US venture capital titan Sequoia to split off China business amid tension with Beijing
Venture capital titan Sequoia is splitting its business into three independent partnerships, each with separate brands.
The Silicon Valley-based firm's expansive investments in China, which have drawn attention from US lawmakers amid growing geopolitical tensions with Beijing, will become their own unit.
Sequoia Capital executives briefed investors Tuesday about the plans, which are expected to be completed by March 2024. The firm's operations in Europe and the United States will retain the current name, Sequoia Capital. Its Chinese unit, Sequoia China, will use its current Chinese name, HongShan. The company's business operations in India and Southeast Asia will be spun off into a partnership named Peak XV Partners.
The firm is known for investing early in globally successful US companies such as Google, Apple, Airbnb and a long list of others. The company came under fire earlier this year for hyping the failed cryptocurrency exchange FTX in 2021, but the firm remains a force to be reckoned with in the world of venture capital.
Sequoia's executives said the move will allow its operations to become more efficient by allowing each entity to handle its own administrative operations, such as IT, finance and accounting.

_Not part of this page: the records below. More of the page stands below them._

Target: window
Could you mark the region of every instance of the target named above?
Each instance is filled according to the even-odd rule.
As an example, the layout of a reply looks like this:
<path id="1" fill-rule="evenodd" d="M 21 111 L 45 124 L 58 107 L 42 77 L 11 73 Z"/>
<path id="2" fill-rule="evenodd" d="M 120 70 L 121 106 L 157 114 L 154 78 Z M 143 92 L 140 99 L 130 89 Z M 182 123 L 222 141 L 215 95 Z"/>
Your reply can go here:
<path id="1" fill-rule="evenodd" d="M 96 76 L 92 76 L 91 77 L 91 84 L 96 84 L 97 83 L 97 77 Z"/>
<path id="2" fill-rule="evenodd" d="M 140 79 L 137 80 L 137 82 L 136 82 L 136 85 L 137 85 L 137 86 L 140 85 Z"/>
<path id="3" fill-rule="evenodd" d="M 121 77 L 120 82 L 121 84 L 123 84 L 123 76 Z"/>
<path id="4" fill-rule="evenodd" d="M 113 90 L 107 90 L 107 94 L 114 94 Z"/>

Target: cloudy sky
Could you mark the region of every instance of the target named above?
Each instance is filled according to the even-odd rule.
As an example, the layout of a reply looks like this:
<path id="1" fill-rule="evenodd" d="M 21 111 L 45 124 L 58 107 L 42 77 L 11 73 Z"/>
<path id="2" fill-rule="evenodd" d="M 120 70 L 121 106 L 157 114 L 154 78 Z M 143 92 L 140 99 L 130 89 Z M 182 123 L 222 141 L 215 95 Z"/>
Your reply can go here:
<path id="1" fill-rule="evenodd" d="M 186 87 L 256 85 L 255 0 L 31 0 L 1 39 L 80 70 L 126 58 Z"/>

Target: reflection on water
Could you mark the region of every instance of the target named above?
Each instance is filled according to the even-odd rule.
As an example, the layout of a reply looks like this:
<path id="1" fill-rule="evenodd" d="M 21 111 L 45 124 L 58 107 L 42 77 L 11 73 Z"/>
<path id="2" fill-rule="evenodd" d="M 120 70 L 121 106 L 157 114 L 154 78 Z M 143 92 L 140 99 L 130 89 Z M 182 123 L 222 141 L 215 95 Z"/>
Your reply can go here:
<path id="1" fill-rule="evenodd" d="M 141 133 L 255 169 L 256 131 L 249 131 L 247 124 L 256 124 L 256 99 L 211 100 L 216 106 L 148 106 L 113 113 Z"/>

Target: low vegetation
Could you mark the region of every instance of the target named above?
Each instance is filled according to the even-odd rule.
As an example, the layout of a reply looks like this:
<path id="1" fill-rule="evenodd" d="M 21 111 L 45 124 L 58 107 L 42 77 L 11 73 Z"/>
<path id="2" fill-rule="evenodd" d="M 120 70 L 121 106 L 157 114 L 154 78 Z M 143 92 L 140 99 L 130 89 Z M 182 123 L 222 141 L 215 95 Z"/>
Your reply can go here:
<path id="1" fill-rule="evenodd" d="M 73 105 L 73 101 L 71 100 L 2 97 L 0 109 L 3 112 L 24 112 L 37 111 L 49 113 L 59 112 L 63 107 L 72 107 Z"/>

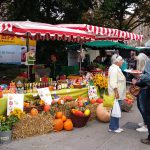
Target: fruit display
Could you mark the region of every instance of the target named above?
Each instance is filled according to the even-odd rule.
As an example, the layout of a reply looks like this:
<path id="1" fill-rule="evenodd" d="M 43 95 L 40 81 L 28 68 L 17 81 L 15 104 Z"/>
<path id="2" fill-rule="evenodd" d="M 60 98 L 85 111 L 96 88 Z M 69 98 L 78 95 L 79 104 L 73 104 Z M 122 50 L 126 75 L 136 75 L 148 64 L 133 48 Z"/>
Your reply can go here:
<path id="1" fill-rule="evenodd" d="M 63 129 L 63 121 L 61 119 L 54 120 L 54 131 L 61 131 Z"/>
<path id="2" fill-rule="evenodd" d="M 101 89 L 107 89 L 108 87 L 108 77 L 102 74 L 96 74 L 93 77 L 94 85 L 99 86 Z"/>
<path id="3" fill-rule="evenodd" d="M 88 108 L 71 109 L 70 119 L 73 126 L 77 128 L 84 127 L 89 120 L 91 111 Z"/>
<path id="4" fill-rule="evenodd" d="M 61 131 L 63 129 L 66 131 L 73 130 L 73 123 L 62 112 L 57 112 L 54 120 L 54 131 Z"/>
<path id="5" fill-rule="evenodd" d="M 111 109 L 104 107 L 103 104 L 99 104 L 96 109 L 97 118 L 102 122 L 110 121 Z"/>
<path id="6" fill-rule="evenodd" d="M 67 119 L 65 122 L 64 122 L 64 129 L 66 131 L 71 131 L 73 130 L 73 123 L 70 119 Z"/>

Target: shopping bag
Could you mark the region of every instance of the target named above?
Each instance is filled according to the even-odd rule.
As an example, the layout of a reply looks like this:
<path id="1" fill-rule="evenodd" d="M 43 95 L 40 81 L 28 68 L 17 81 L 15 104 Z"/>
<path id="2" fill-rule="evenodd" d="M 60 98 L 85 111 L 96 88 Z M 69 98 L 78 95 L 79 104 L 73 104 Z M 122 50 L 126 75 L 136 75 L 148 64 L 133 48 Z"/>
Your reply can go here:
<path id="1" fill-rule="evenodd" d="M 110 108 L 113 107 L 114 100 L 115 100 L 113 95 L 106 95 L 106 94 L 104 94 L 103 95 L 103 99 L 104 99 L 104 101 L 103 101 L 103 106 L 104 107 L 110 107 Z"/>
<path id="2" fill-rule="evenodd" d="M 111 116 L 115 117 L 115 118 L 120 118 L 121 117 L 121 109 L 120 109 L 120 106 L 119 106 L 119 102 L 116 99 L 114 101 Z"/>

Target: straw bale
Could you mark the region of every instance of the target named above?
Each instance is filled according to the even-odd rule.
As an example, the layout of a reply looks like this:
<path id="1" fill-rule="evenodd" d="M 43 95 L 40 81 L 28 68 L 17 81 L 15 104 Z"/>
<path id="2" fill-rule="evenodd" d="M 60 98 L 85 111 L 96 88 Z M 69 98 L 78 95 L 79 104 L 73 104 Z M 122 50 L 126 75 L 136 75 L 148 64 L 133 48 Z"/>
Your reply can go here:
<path id="1" fill-rule="evenodd" d="M 31 116 L 26 114 L 13 127 L 13 139 L 42 135 L 53 131 L 53 117 L 50 114 Z"/>

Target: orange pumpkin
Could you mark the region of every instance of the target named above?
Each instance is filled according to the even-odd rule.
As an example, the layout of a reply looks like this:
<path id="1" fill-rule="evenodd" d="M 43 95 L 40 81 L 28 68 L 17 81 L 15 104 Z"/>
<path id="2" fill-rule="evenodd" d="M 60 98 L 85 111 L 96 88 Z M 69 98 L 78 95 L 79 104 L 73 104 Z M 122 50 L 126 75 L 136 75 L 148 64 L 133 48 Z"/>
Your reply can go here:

"It has become increasingly complex to run a decentralized global investment business," company officials Roelof Botha, Neil Shen and Shailendra Singh said in a news release. "This has made using centralized back-office functions more of a hindrance than an advantage."
Sequoia has invested generously in Chinese startups across growth stages, including food-delivery company Meituan, e-commerce marketplace Pinduoduo and ByteDance, the Chinese parent company of TikTok.
The moves come on the back of growing scrutiny from US lawmakers about Beijing's influence on Chinese companies doing business in the United States. A group of congressional Republicans in April called on the Biden administration to "use all available tools" to sanction cloud computing firms with links to China. TikTok filed a suit against Montana over a bill in the state's legislature that would ban the app in the state starting early next year.
China might also be losing its allure to investors because of economic uncertainty in the country, rising geopolitical tensions and Beijing's crackdown on international consulting firms. Recent data point to a weaker-than-expected recovery in the world's second-largest economy after government officials ditched their costly zero-Covid policy.
Sequoia has reportedly been consulting with US national security experts to vet its potential investments in Chinese companies, The Wall Street Journal first reported earlier this year.